While Rifat is working for the Ikdam newspaper, the owner of the newspaper, Ahmet Cevdet, decides to publish ten volumes of Evliya Chelebi’s Seyahatname (Travelogue). Evliya Chelebi lived in the fifteenth century. He was a revered Sufi, world traveler and writer. But he was largely forgotten as Westernization efforts took over. (Evliya Chelebi’s travelogues were finally published in their entirety in 2011. His works have acquired worldwide readership and reputation and a team of academics has even traced his steps on horseback. Read about Travelers who follow Evliya Chelebi’s path.

Rifat describes below how he got the job of copying the first two volumes of Evliya Chelebi’ work (Dergah, Vol. 15:20, 1921).  The Editorial Board of Dergah provides the following introduction to his article:

“Kilisli Doktor Rifat Bey has embellished this issue of Dergah, as excellent as it is, with his article that attracts the attention of all readers. This well-known Turkish scholar was the best editor of publications in Istanbul twenty years ago, but decided to dedicate his life to the profession of medicine. He copied the manuscript of Evliya Chelebi’s Seyahatname, the work that is now circulating and has aroused such interest, while he was still a student of medicine.

Evliya Chelebi
Cover of Evliya Çelebi, eds. Nuran Tezcan, Semih Tezcan and Robert Dankoff, Republic of Turkey Ministry of Culture and Tourism, 2012,

Rifat describes this process in this article:

“It is not entirely a coincidence that I ended up copying the Evliya Chelebi Seyahatnamesi and preparing it for publication. My teacher and fellow countryman, Kilisli Necip Asim Bey, had published an important article in Ikdam, mentioning the necessity of such an initiative for both the success of Ikdam, and as a contribution to the knowledge base of our national history. Ahmet Mithad Efendi also joined this discussion. Together with Necip Asim bey, he wrote several more articles on this topic.

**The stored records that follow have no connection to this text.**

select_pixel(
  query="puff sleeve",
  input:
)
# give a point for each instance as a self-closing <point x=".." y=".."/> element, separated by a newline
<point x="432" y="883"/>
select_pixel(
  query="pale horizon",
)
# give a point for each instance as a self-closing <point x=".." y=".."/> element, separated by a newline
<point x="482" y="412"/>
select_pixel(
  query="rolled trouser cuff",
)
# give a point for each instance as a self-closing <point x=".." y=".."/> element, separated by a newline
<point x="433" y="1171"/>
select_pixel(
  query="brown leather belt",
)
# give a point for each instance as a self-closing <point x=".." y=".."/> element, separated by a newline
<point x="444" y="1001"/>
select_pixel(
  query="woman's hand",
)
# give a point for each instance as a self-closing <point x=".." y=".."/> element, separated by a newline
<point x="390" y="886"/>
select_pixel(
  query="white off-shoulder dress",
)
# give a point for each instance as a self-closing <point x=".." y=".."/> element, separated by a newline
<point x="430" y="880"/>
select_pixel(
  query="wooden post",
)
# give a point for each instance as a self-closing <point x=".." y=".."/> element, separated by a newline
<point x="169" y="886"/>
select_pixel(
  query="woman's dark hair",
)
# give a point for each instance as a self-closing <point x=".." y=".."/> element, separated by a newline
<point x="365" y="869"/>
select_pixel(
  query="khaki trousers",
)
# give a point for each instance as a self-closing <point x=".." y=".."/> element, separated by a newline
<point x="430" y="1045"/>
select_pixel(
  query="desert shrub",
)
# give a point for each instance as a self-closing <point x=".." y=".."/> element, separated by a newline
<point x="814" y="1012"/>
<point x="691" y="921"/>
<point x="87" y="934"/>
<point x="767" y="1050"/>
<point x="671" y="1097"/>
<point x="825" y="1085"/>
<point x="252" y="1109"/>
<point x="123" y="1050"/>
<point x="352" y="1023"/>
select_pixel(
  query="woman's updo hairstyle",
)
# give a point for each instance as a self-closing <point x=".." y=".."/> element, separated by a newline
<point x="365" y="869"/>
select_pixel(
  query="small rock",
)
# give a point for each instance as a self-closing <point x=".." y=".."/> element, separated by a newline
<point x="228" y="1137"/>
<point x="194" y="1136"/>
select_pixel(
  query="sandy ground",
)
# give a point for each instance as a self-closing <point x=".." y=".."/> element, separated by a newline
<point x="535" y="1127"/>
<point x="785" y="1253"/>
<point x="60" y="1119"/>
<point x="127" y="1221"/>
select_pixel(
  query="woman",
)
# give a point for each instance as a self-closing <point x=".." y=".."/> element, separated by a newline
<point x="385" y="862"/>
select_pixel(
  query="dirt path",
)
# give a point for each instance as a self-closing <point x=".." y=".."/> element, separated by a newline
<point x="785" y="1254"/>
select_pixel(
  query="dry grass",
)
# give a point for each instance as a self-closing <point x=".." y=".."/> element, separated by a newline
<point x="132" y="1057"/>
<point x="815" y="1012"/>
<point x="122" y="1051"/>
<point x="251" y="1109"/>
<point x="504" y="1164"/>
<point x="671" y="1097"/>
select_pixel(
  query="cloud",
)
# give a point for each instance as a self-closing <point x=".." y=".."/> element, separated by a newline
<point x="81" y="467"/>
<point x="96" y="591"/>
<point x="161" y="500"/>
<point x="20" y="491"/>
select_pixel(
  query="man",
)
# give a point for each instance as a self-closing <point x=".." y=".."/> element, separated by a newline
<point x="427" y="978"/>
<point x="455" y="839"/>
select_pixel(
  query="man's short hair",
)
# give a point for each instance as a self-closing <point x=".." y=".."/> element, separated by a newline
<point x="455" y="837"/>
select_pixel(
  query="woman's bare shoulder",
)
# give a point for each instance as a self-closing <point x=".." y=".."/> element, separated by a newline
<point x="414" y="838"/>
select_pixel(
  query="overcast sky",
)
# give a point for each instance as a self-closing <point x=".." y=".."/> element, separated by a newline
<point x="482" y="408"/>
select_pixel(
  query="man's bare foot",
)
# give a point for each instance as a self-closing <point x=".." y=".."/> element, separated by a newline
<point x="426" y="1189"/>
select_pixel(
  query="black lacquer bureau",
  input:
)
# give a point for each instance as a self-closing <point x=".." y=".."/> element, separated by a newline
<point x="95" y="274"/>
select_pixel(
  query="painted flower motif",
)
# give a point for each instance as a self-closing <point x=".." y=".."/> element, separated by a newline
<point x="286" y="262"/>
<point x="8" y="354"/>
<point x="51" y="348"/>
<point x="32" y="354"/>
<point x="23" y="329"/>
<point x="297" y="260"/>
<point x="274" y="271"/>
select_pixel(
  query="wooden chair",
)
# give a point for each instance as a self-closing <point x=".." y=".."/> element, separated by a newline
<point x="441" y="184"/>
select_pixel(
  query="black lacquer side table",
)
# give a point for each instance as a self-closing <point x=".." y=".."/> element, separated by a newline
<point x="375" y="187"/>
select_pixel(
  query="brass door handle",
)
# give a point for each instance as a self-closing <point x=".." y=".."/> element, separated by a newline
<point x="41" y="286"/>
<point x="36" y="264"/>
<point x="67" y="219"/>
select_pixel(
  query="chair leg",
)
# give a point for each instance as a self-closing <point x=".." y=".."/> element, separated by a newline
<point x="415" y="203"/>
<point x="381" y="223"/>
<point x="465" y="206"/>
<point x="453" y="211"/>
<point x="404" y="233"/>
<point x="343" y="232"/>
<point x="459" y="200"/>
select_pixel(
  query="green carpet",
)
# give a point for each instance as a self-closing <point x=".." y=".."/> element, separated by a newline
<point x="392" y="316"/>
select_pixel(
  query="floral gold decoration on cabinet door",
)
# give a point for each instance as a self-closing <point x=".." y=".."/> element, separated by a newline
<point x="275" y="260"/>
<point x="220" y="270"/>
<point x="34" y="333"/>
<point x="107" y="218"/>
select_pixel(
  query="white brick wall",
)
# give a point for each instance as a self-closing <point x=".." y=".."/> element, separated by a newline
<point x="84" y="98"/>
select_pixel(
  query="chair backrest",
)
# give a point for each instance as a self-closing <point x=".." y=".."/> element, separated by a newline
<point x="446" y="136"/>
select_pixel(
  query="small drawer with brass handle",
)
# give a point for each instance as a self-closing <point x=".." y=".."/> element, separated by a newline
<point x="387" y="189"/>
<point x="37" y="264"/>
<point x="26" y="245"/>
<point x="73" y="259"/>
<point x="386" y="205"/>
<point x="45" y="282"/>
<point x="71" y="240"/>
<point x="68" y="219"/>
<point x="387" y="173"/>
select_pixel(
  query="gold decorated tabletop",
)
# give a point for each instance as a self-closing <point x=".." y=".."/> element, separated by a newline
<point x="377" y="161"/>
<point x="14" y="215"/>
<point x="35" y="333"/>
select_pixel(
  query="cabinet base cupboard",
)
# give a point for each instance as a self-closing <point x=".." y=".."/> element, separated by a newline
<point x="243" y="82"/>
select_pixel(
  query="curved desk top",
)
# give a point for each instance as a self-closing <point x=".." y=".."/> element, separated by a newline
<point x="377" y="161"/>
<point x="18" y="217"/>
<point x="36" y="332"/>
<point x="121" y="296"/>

These articles attracted the attention and curiosity of the public. Hence, Ahmet Cevdet bey decided to publish this work, volume by volume. The original of this work was at the Pertev Pasha Library (in Üsküdar, Istanbul. A soldier interested in geography had already started copying it. However, for whatever reason, it had become clear that this person could not finish what he started. Thus, Necip Asim bey offered me the job. I went to the Pertev Pasha Library every Friday when I had permission to leave the military academy and copied the volumes for publication. 

I worked on this job together with another young student and countryman, Kilisli Abdullah Nasuh Efendi. We completed this difficult process in six years, by working every Friday, and finished the first six volumes. We started this process in 1896. The first initiative to publish the Evliya Chelebi Seyahatnamesi had taken place in the 1840s. The Sultan gave his approval for it to be published. However, unfortunately, what was published was just a small set of stories selected from the first volume for their supernatural, fairy tale like content. This book succeeded in making Evliya Chelebi very popular but it had a negative effect as well. It covered up the real value of Evliya Chelebi’s work , and created doubts about the authenticity of his words.”

Rifat discusses his meeting with Evliya Chelebi’s work for the first time:

“Until I met Evliya Chelebi’s work, the only information I had about his work was from a 150 page book based on superstitions and myths drawn from the Byzantine period and Taberi, called Muntehabati Evliya Chelebi (selected stories of Evliya Chelebi). I wonder what cruel man had chosen those miserable pages just to satisfy the demand of the times. In fact, when Ahmet Cevdet Bey, the owner of Ikdam, wanted to publish the 10 volume travelogue of Evliya Chelebi, each of which is a work of literary value, he still had to face doubts and criticisms based on this early publication.”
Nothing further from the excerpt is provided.